Personally, I think we can do better. Perhaps, people in the Corporate World have the same emotion and they just hold it inside. They have to protect their job you know. And to keep that bottled up may not be good. But I still think the Church World could stand to consider the power of their words and seek to use them for healing more than hurt.
Why is forgiveness such a rare commodity in the church? How do we justify the gossip and backbiting? Perhaps we need to be reminded of the wisdom from Proverbs 16.

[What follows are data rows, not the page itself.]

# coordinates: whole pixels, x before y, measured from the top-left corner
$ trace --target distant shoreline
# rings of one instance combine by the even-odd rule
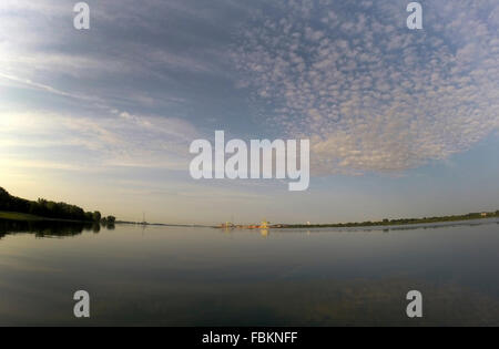
[[[441,216],[441,217],[424,217],[424,218],[400,218],[400,219],[383,219],[377,222],[357,222],[357,223],[330,223],[330,224],[274,224],[266,227],[258,227],[255,225],[200,225],[200,224],[163,224],[163,223],[138,223],[116,220],[115,224],[138,225],[138,226],[170,226],[170,227],[198,227],[198,228],[220,228],[220,229],[303,229],[303,228],[355,228],[355,227],[383,227],[383,226],[400,226],[400,225],[416,225],[416,224],[431,224],[431,223],[447,223],[447,222],[462,222],[462,220],[478,220],[486,218],[499,218],[499,211],[486,213],[470,213],[467,215]],[[47,222],[73,222],[73,223],[89,223],[84,220],[71,220],[41,217],[17,212],[1,212],[0,219],[9,220],[47,220]]]

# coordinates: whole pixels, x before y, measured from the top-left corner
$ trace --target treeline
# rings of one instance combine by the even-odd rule
[[[99,211],[85,212],[83,208],[67,203],[55,203],[39,198],[37,202],[10,195],[0,187],[0,211],[18,212],[52,219],[68,219],[114,224],[113,216],[102,217]]]
[[[440,217],[424,217],[424,218],[400,218],[400,219],[388,219],[383,220],[367,220],[367,222],[356,222],[356,223],[336,223],[336,224],[294,224],[284,225],[286,228],[349,228],[349,227],[369,227],[369,226],[386,226],[386,225],[407,225],[407,224],[424,224],[424,223],[439,223],[439,222],[458,222],[458,220],[469,220],[469,219],[481,219],[481,218],[492,218],[499,217],[499,211],[487,212],[487,213],[469,213],[466,215],[456,216],[440,216]]]

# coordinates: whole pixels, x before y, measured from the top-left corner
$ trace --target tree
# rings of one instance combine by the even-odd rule
[[[101,222],[101,213],[99,212],[99,211],[95,211],[94,213],[93,213],[93,220],[94,222]]]

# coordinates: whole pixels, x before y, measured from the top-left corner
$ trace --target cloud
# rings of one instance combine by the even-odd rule
[[[198,136],[183,120],[120,111],[99,117],[2,112],[0,130],[0,156],[10,164],[81,171],[112,166],[185,171],[189,142]]]
[[[233,59],[258,121],[309,137],[316,174],[400,172],[499,127],[497,1],[277,1],[243,25]]]

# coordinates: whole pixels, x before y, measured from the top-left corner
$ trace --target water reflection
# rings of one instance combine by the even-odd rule
[[[499,326],[497,222],[144,234],[0,220],[0,237],[19,234],[0,243],[0,326],[81,325],[77,289],[96,295],[88,325]],[[420,320],[406,317],[411,289]]]
[[[109,230],[114,229],[114,225],[104,225]],[[59,220],[8,220],[0,219],[0,239],[7,235],[20,233],[34,233],[37,237],[72,237],[83,232],[99,234],[101,225],[95,223],[81,222],[59,222]]]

23 A wise man’s heart guides his mouth,
and his lips promote instruction.
24 Pleasant words are a honeycomb,
sweet to the soul and healing to the bones.
And as James guides us:
James 1:19 (NIV)
My dear brothers, take note of this: Everyone should be quick to listen, slow to speak and slow to become angry
James 1:26 (NIV)
If anyone considers himself religious and yet does not keep a tight rein on his tongue, he deceives himself and his religion is worthless.
James 3:3-12 (NIV)
When we put bits into the mouths of horses to make them obey us, we can turn the whole animal. Or take ships as an example. Although they are so large and are driven by strong winds, they are steered by a very small rudder wherever the pilot wants to go. Likewise the tongue is a small part of the body, but it makes great boasts. Consider what a great forest is set on fire by a small spark. The tongue also is a fire, a world of evil among the parts of the body. It corrupts the whole person, sets the whole course of his life on fire, and is itself set on fire by hell.
All kinds of animals, birds, reptiles and creatures of the sea are being tamed and have been tamed by man, but no man can tame the tongue. It is a restless evil, full of deadly poison.
With the tongue we praise our Lord and Father, and with it we curse men, who have been made in God’s likeness. Out of the same mouth come praise and cursing. My brothers, this should not be. Can both fresh water and salt water flow from the same spring? My brothers, can a fig tree bear olives, or a grapevine bear figs? Neither can a salt spring produce fresh water.